Sonra park boyunca yürüyerek ve nehri geçerek Yeni şehir’deki otelime döndüm. Üçüncü gün ; Yeni şehri şöyle bir dolaşıp tekrar Eski Şehir meydanına gittim. Bu meydan da Tyn Kilisesi ile hemen arkasında ki St.Yakup kilisesini gezdim. Görülmeye değer yerler. Sonrasında Yahudi mahallesine gidip Yahudi mezarlığı ile pek çok özel sinagog gezdim. Özellikle İspanyol Sinagogu ile Yahudi mezarlığı ilgi çekici idi, çünkü aynı mezarda 5-10 tane mezar taşı vardı ve 2.dünya savaşı sırasında bu mezarlığa üst üste 12 insanın gömülmesi ile yaklaşık 200.000 kişinin mezarı olduğu söylemiyor ki mezarlığı görseniz küçücük bir alanda mevcut.
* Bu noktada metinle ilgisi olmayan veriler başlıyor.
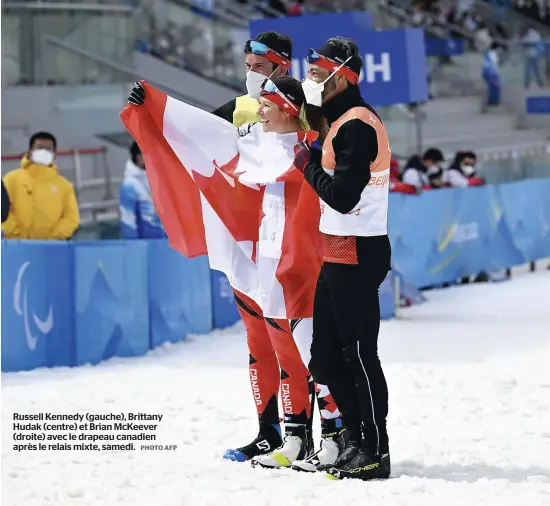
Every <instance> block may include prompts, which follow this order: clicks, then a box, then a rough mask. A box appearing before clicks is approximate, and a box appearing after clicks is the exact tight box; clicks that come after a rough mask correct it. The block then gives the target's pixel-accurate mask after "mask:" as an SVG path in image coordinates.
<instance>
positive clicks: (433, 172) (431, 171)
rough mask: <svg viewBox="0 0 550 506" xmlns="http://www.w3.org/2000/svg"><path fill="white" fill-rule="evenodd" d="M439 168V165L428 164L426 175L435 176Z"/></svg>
mask: <svg viewBox="0 0 550 506" xmlns="http://www.w3.org/2000/svg"><path fill="white" fill-rule="evenodd" d="M440 170H441V168H440V167H439V165H430V166H429V167H428V170H427V172H428V176H435V175H436V174H437V173H438V172H439V171H440Z"/></svg>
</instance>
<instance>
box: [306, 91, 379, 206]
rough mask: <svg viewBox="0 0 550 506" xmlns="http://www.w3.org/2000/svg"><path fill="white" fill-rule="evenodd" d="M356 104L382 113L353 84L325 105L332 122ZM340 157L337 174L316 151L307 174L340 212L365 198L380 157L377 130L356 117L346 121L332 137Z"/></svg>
mask: <svg viewBox="0 0 550 506" xmlns="http://www.w3.org/2000/svg"><path fill="white" fill-rule="evenodd" d="M353 107H366V108H367V109H368V110H369V111H371V112H372V113H374V114H376V116H377V117H378V114H377V113H376V111H375V110H374V109H373V108H372V107H370V106H369V105H367V104H366V103H365V101H364V100H363V99H362V98H361V95H360V93H359V88H358V87H357V86H350V87H349V88H348V89H347V90H346V91H344V92H342V93H340V94H339V95H337V96H336V97H334V98H333V99H332V100H331V101H330V102H328V104H326V105H324V106H323V108H322V112H323V116H324V117H325V118H326V119H327V121H328V123H329V125H331V124H332V123H333V122H334V121H336V120H337V119H338V118H339V117H340V116H342V114H344V113H345V112H347V111H348V110H349V109H352V108H353ZM332 147H333V149H334V155H335V160H336V167H335V170H334V176H330V175H328V174H327V173H326V172H325V171H324V170H323V167H322V165H321V152H320V151H319V150H313V151H312V157H311V161H310V163H309V164H308V165H307V166H306V169H305V172H304V174H305V177H306V180H307V181H308V183H309V184H310V185H311V187H312V188H313V189H314V190H315V191H316V192H317V194H318V195H319V197H321V199H322V200H323V201H324V202H326V203H327V204H328V205H329V206H330V207H332V208H333V209H334V210H335V211H338V212H339V213H342V214H346V213H349V212H350V211H351V210H352V209H353V208H354V207H355V206H356V205H357V204H358V203H359V201H360V200H361V193H362V192H363V190H364V189H365V187H366V186H367V184H368V182H369V180H370V164H371V163H372V162H374V160H375V159H376V157H377V156H378V139H377V135H376V130H375V129H374V128H373V127H371V126H370V125H367V124H366V123H365V122H364V121H361V120H359V119H353V120H350V121H347V122H346V123H344V124H343V125H342V126H341V127H340V129H339V130H338V133H337V134H336V136H335V137H334V138H333V140H332Z"/></svg>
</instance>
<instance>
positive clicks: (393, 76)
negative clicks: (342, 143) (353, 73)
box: [249, 12, 428, 106]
Sonrasında tekrar Vltava nehri boyunca yürüyüp Manes köprüsünden Küçük Mahalleye geçtim. (Bu arada Vltava nehri boyunca tekneler ile gezilerde mevcut, ben katılmadım, yürümeyi tercih ettim.) Şeytan Deresi ve civarı hakikaten çok güzeldi, çok ilginçti. Bu arada Küçük Mahalle’de zengin Prag halkı yaşamakta ve çok şık binalardan yada evlerden oluşmaktadır. Ayrıca hemen hemen tüm konsolosluklarda buradadır. Dördüncü gün ; Prag’ın batısında Almanya sınırına yakın bir şehir olan Karlovy Vary’e gittim. Prag’a otobüs ile 2 saat, tren ile 3 saat uzaklıkta olan bir yer. Bu şehir kaplıcaları ve SPA merkezleri ile ünlü bir şehirdir. Ama aynı zamanda çok özel mimarisi olan bir şehir. Becherovka isimli özel bir içkisi de hem burada keşfedilmiş hem de üretim yeri buradadır. Dolayısıyla bu içkiyi en ucuz alabileceğiz yer burasıdır ( Prag’a nazaran ). İçki özel bir likör olup eski zamanlarda mide hastalıkları için keşfedilmiş ama halkın beğenisi ile içki olarak kullanılmaya başlamıştır. Karlovy Vary’de Diana Kulesi diye bir yer var ki çıkmanızı şiddetle tavsiye ederim, finiküler ile gidilen dağın tepesinde bir kule. Sadece Karlovy Vary değil uçsuz bucaksız süper bir manzara sizi bekliyor, hayran kaldım.





























Akşamüzeri tekrar Prag’a döndüm ve Belediye sarayında ( Municipal House ) Çek filarmoni orkestrasının yaklaşık 2 saatlik klasik müzik konserine gittim. Tek kelime ile süperdi, bittiğinde dakikalarca ayakta alkışladım. Son günümde ise daha çok yeni şehir tarafı ile eski şehir tarafındaki alış veriş mağazalarında saatlerimi geçirdim. Sonuç olarak böylesine güzel yerler görmek, müzeler gezmek, tarihi koklamak, güzel biralar içmek ( ki Prag’ın biraları çok ünlüdür ), harika yemekler yemek , müziğe doymak kısacası bir masal yaşamak istiyorsanız gideceğiniz adres PRAG’dır.